Prólogo de la novela de Alistair MacLean Los cañones de Navarone, publicada por Zenda-Edhasa.

Siempre recordaré la primera vez que vi los cañones de Navarone. O para ser exacto, primero los vi en la pantalla de un cine y luego los viví en las páginas de un libro. Pero desde el principio estuve dentro de esa historia. Yo era uno de ellos, naturalmente. ¿Quién no lo hubiera sido?

Nunca olvidaré aquel acantilado azotado por la marejada y la lluvia, o tal vez no llovía y se trata sólo de mis recuerdos. El caso es que allí estábamos: nosotros abajo y los alemanes —malvados alemanes, como corresponde a las novelas de Alistair MacLean— arriba. No era solo el peso de la misión lo que nos preocupaba, sino el peso de la montaña misma, que se alzaba imponente como un guardián implacable de nuestro destino. Ese día me hice amigo del capitán Keith Mallory y de los otros, cuando lo que empezaba como una misión de rutina se transformó en una pesadilla de la que ni en mis sueños más oscuros podría haber imaginado.

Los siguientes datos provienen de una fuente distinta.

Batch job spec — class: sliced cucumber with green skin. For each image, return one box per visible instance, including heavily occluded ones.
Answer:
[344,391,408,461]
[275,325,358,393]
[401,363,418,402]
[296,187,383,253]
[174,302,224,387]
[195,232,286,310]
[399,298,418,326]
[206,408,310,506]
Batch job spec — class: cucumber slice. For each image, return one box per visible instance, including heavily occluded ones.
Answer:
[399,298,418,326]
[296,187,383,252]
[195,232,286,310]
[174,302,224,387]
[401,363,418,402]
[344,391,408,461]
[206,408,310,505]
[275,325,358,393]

Nos habían dicho que la misión era vital: destruir los cañones de Navarone para permitir que la flota aliada se moviera con más libertad por el Mediterráneo. Pero en el fondo sabíamos que el éxito significaba mucho más que simplemente derribar un par de piezas de artillería. Significaba la diferencia entre la victoria y la derrota, en una guerra que se estaba decidiendo en cada rincón del mundo.

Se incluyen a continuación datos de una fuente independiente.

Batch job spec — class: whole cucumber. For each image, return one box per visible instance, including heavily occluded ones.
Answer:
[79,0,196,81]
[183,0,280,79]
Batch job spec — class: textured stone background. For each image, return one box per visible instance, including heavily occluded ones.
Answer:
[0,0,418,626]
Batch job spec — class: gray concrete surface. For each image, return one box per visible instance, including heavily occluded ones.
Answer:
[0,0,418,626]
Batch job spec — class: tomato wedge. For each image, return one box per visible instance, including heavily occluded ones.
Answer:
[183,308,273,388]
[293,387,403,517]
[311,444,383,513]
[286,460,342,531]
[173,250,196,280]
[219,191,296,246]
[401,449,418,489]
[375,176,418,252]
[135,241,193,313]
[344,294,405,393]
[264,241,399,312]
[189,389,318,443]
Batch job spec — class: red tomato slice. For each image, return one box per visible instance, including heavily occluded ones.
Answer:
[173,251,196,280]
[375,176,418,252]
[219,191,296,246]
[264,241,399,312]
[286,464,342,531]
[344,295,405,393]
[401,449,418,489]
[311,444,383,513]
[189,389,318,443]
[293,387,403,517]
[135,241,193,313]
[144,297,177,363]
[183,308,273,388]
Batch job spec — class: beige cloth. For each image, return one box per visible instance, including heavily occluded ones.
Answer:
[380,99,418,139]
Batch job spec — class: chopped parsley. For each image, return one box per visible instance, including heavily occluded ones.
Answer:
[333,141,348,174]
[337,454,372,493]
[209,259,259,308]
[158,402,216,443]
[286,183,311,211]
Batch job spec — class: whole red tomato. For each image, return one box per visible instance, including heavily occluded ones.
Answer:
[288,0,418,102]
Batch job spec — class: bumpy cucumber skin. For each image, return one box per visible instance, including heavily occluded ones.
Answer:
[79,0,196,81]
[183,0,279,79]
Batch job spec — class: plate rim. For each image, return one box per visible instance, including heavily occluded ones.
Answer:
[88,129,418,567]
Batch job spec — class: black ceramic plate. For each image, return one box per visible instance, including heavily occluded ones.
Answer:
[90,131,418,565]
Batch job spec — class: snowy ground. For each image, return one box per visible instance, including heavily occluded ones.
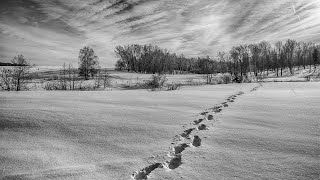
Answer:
[0,82,320,179]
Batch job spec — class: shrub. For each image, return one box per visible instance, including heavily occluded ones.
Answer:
[148,74,168,89]
[218,74,232,84]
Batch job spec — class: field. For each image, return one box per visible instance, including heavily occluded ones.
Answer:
[0,82,320,179]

Desde el momento en que nuestro grupo de comandos pisó suelo griego, supe que estábamos en territorio desconocido, no solo en términos de geografía, sino en lo que respecta a nuestras limitaciones. La isla era un laberinto de rocas y sombras, trampa mortal en la que cada paso podía ser el último. La escalada —cómo admiré ese día a Mallory— se convirtió en un áspero símbolo de nuestra lucha; no solo contra el terreno escarpado, sino contra nuestros propios miedos y debilidades. Aquel acantilado no nos daba cuartel. Cada metro ascendido era un recordatorio de lo lejos que teníamos que llegar y de lo mucho que íbamos a sacrificar.

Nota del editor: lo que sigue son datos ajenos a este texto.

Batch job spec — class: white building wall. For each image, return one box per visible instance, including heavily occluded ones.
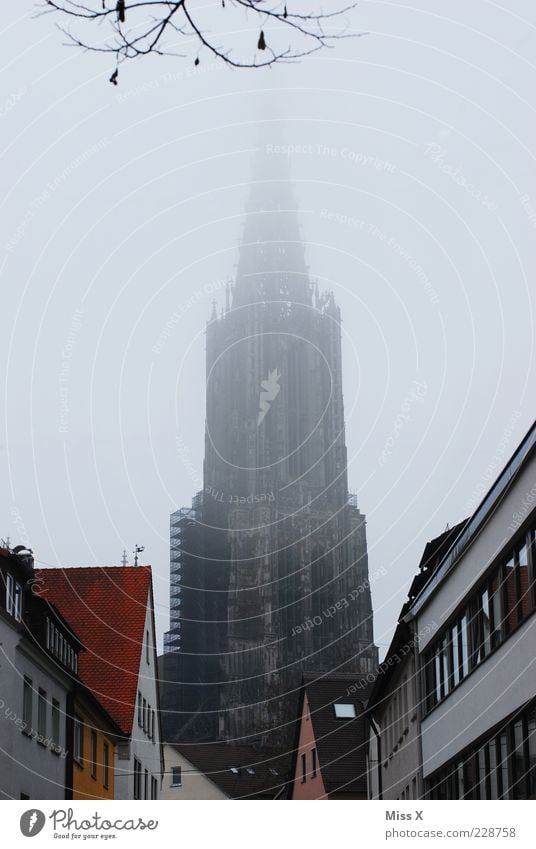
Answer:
[115,592,161,799]
[417,456,536,777]
[0,628,69,799]
[421,615,536,778]
[417,455,536,653]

A medida que avanzábamos, que penetrábamos en la incertidumbre y el peligro, la escalada física y emocional se tornaba cada vez más dura y desafiante. Las rocas a superar, el terreno a recorrer, no eran solo piedras y tierra, ni tampoco sólo territorio enemigo, sino monumentos a nuestros miedos y desafíos interiores. Cada nuevo obstáculo, y los hubo por docenas, era una prueba de nuestra resistencia y de nuestra capacidad para mantenernos unidos, serenos y eficaces. Letales para el enemigo. La isla de Navarone, con sus cañones temibles y su terreno despiadado, se convirtió en nuestro campo de batalla tanto exterior como interior.

Pero el terreno y los alemanes no eran nuestros únicos adversarios. Eso lo confirmaría más tarde, leyendo —y viendo en las pantallas de cine— otras historias de Alistair MacLean como Estación polar Zebra, El desafío de las águilas y La isla del Oso. La traición y el espionaje se enredaban con cada paso que dábamos. La misión, que debería habernos unido, a veces parecía separarnos. La desconfianza mutua se hizo evidente, cada hombre a la defensiva, cada decisión cuestionada.  La vida en la guerra es un paisaje inseguro, y mucho más en la retaguardia enemiga. Allí nunca sabes quién es realmente tu aliado y quién podría ser un enemigo disfrazado, u oculto. Y cuando la traición finalmente se reveló en Navarone, comprendí cuán delgada puede ser la línea entre la lealtad y la traición.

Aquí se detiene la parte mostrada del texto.